Warriors e Plozar, sempre grazie ai contatti di Arrivabene, erano andate a sfidare anche altre squadre della zona. Con il tempo, però, le società si erano sfilate per evitare pericolosi infortuni in vista del campionato di primavera, che si giocava su terra. “Botte ce ne davamo”, continua Luconi, “ma ci divertivamo molto”.
Foto dell’epoca ce ne sono pochissime. Solo qualche ritaglio di giornale in cui spicca il nome di Carlo Casaro. “Giocavo come running back dei Plozar, Maurizio era il mio antagonista nei Warriors”, ci racconta. È stato maestro di sci per anni a Madonna di Campiglio, prima di diventare albergatore nel veronese. “Ho ancora le cicatrici di quelle partite”, ride. È coetaneo di Arrivabene, lo ha sempre ammirato “per la capacità di guardare in avanti. In quegli anni, a Madonna di Campiglio c’era il fermento: raduni delle Ferrari, gare di sci. Era tutto organizzato da lui”. E il football americano?

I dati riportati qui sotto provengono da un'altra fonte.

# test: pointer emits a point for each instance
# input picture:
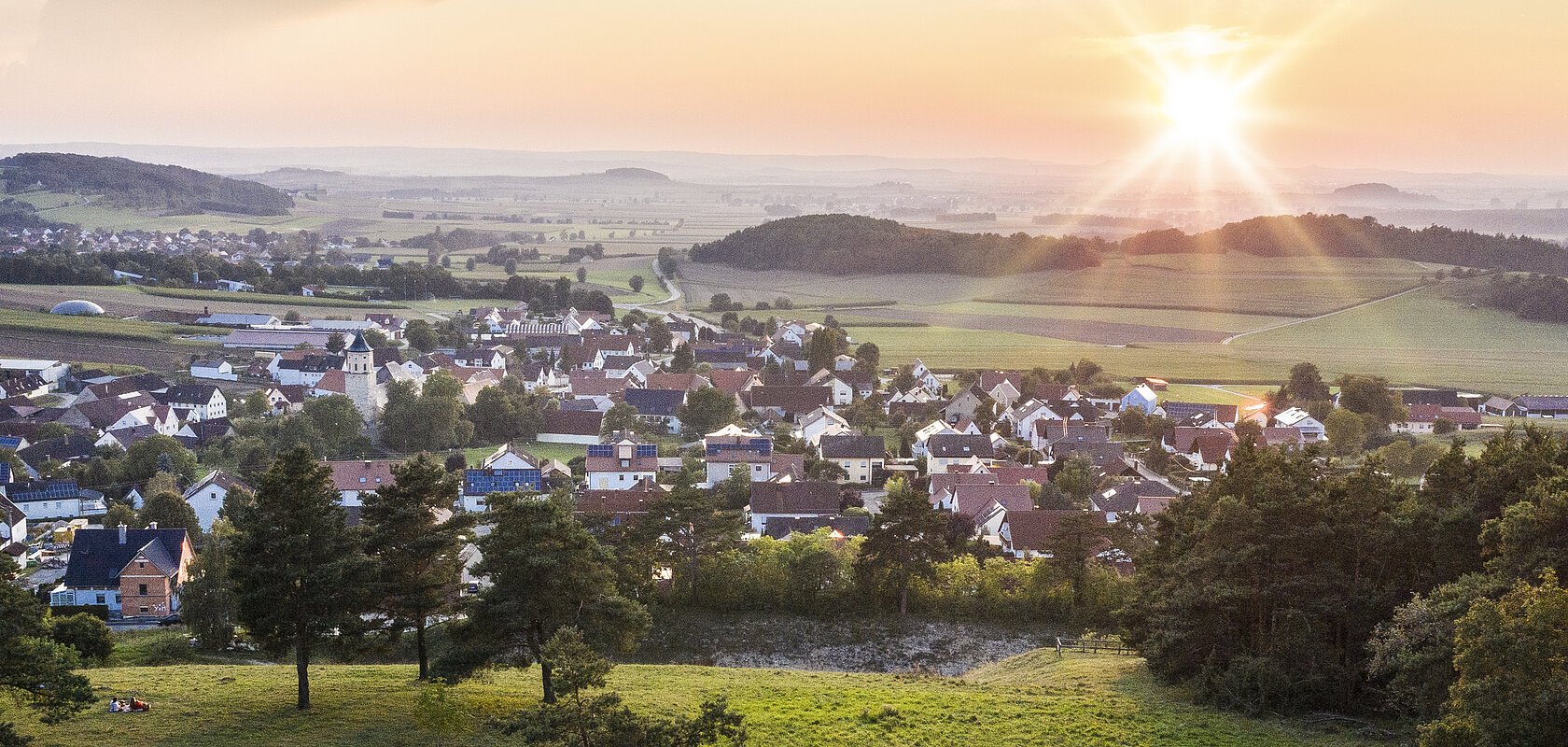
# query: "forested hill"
(1342, 235)
(853, 244)
(142, 186)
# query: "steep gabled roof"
(98, 556)
(656, 402)
(852, 446)
(960, 446)
(808, 496)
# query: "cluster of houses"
(221, 244)
(808, 468)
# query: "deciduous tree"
(414, 539)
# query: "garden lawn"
(1029, 700)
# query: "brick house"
(132, 571)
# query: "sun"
(1203, 107)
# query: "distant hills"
(1379, 193)
(636, 173)
(1341, 235)
(122, 182)
(855, 244)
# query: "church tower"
(359, 378)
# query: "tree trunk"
(549, 689)
(419, 643)
(303, 669)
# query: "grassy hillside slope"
(1028, 700)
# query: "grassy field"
(281, 300)
(1028, 700)
(544, 451)
(104, 327)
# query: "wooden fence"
(1095, 645)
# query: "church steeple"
(361, 359)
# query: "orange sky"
(1429, 85)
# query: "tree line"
(853, 244)
(1284, 235)
(1288, 585)
(143, 186)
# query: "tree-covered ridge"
(142, 186)
(853, 244)
(1281, 235)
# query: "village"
(804, 424)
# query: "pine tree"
(546, 573)
(304, 573)
(207, 597)
(416, 555)
(903, 542)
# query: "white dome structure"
(77, 308)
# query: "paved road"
(673, 286)
(1226, 341)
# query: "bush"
(85, 633)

“Era stato indetto un bando, che coinvolgeva tutti i ragazzi della zona. C’era chi, come me, faceva il maestro di sci, chi il fruttivendolo, chi il ristoratore. Avevamo partecipato in tanti e ci eravamo divisi in due squadre. Le riunioni tecniche erano al mercoledì: davanti a una pizza decidevamo chi e come avremmo giocato, stabilendo gli schemi”. Una cosa tra amici, sembrava. È diventato un evento. Il percorso di Arrivabene è cominciato anche da lì.